Когда они подъехали ближе к Гончарихе, Шолом погнал лошадей.
– Кто знает, что ждет нас там, – снова заговорила Нехама. – Где мы будем его искать?
– Я и сам ума не приложу, доченька. Где, ты думаешь, он может быть? – обернулся к Нехаме отец, стараясь догадаться, знает ли она, где находится Танхум.
Молча подъезжали они к селу, у обоих на уме было страшное слово «тюрьма», и оба боялись произнести его вслух.
Шолом решил оставить лошадь на рынке, привязать где-нибудь в сторонке – будто приехал купить кое-что для хозяйства.
Сельчане в лаптях и свитках, крестьянки в пестрых нарядах озабоченно сновали по рынку: одним надо было что-нибудь приобрести для домашнего обихода, другие торопились продать привезенные из дома яйца, сметану, птицу, масло. С подвод звонко, на весь рынок разносилось кудахтанье кур, кряканье уток, пронзительный визг поросят. Кое-кто привел на продажу коров; взбудораженные непривычной обстановкой, они протяжно мычали.
Шолом слез с подводы и, оставив Нехаму стеречь лошадь, пошел по рынку – не встретит ли он знакомого из Бурлацка, чтобы расспросить о Танхуме, о том, верно ли, что бурлацкие богатеи пытались отбить хлеб у продармейцев, и, если пытались, чем все это кончилось. Но как назло навстречу ему попадались крестьяне из Устиновки, Балаклеева, Латовки, а бурлацкие как сквозь землю провалились.

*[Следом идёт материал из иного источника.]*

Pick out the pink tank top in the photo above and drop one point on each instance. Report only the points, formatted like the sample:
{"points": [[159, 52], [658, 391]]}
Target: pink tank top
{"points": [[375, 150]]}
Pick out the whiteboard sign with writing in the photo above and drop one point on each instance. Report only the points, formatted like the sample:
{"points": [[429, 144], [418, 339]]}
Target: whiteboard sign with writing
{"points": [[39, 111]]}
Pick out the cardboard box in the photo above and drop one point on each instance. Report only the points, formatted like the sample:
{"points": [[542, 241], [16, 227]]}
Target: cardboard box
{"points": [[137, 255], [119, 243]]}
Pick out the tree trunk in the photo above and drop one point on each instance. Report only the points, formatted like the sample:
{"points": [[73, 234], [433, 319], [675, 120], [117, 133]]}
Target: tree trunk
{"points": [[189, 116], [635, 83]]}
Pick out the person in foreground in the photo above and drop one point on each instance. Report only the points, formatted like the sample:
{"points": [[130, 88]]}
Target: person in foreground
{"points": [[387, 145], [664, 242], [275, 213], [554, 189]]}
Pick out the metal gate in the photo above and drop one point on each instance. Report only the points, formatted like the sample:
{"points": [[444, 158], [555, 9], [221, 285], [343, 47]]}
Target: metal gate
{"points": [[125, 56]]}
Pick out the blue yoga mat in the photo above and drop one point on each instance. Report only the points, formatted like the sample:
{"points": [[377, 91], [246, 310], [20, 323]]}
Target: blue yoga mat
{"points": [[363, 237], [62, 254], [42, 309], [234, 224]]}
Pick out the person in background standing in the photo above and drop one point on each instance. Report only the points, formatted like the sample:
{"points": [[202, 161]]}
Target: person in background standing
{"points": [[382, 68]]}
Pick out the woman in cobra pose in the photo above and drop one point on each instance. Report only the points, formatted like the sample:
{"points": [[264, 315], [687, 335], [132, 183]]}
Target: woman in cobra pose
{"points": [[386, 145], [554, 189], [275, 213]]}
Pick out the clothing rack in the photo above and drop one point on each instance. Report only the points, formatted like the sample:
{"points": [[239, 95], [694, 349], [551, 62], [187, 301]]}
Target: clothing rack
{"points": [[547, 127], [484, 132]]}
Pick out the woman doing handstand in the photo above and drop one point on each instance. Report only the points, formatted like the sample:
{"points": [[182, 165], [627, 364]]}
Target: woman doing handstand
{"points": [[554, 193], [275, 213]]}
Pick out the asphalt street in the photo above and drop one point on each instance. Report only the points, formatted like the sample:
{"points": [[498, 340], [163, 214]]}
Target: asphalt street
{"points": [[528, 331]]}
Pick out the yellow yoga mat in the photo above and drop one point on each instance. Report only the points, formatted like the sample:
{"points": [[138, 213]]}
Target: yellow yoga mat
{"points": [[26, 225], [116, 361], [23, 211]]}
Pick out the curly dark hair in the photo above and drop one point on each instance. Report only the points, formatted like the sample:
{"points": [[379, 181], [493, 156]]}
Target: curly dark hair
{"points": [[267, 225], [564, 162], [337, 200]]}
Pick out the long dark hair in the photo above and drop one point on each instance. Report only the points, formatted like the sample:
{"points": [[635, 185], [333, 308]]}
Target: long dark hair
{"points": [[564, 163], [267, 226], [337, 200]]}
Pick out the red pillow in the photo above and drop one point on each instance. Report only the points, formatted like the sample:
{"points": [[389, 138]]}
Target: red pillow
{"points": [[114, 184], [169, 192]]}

Вдруг какой-то хилый, сутулый человек с узким лицом, заросшим светлой, похожей на мочалку бородкой, с маленькими гноящимися глазками потянул его за рукав, опираясь на палку, спросил:
– Не скажете ли, где тут тюрьма?
– Тюрьма? – удивился Шолом. – Откуда я знаю, где тут тюрьма? Постой!… – спохватившись, крикнул Шолом: он хотел спросить, зачем ему понадобилась тюрьма, ведь он и сам ищет ее, но мужичонка уже исчез в толпе.
Вскоре он снова увидел мужичонку в кучке оживленно о чем-то толкующих крестьян.
Стараясь не потерять его из виду, Шолом направился в ту сторону. Но мужичонка уже схватил мешок и торопливо двинулся дальше.
Шолом догнал его, когда он повернул к высоким, плотно закрытым воротам. Догадавшись, что это тюрьма, Шолом, подождав немного, подошел к воротам.
– Кого вам нужно? – спросил его часовой через окошечко.
– Я хочу узнать, не находится ли тут случайно Танхум Донда? – несмело начал Шолом. – Вот уже неделя, как он уехал к знакомым в Бурлацк и не вернулся.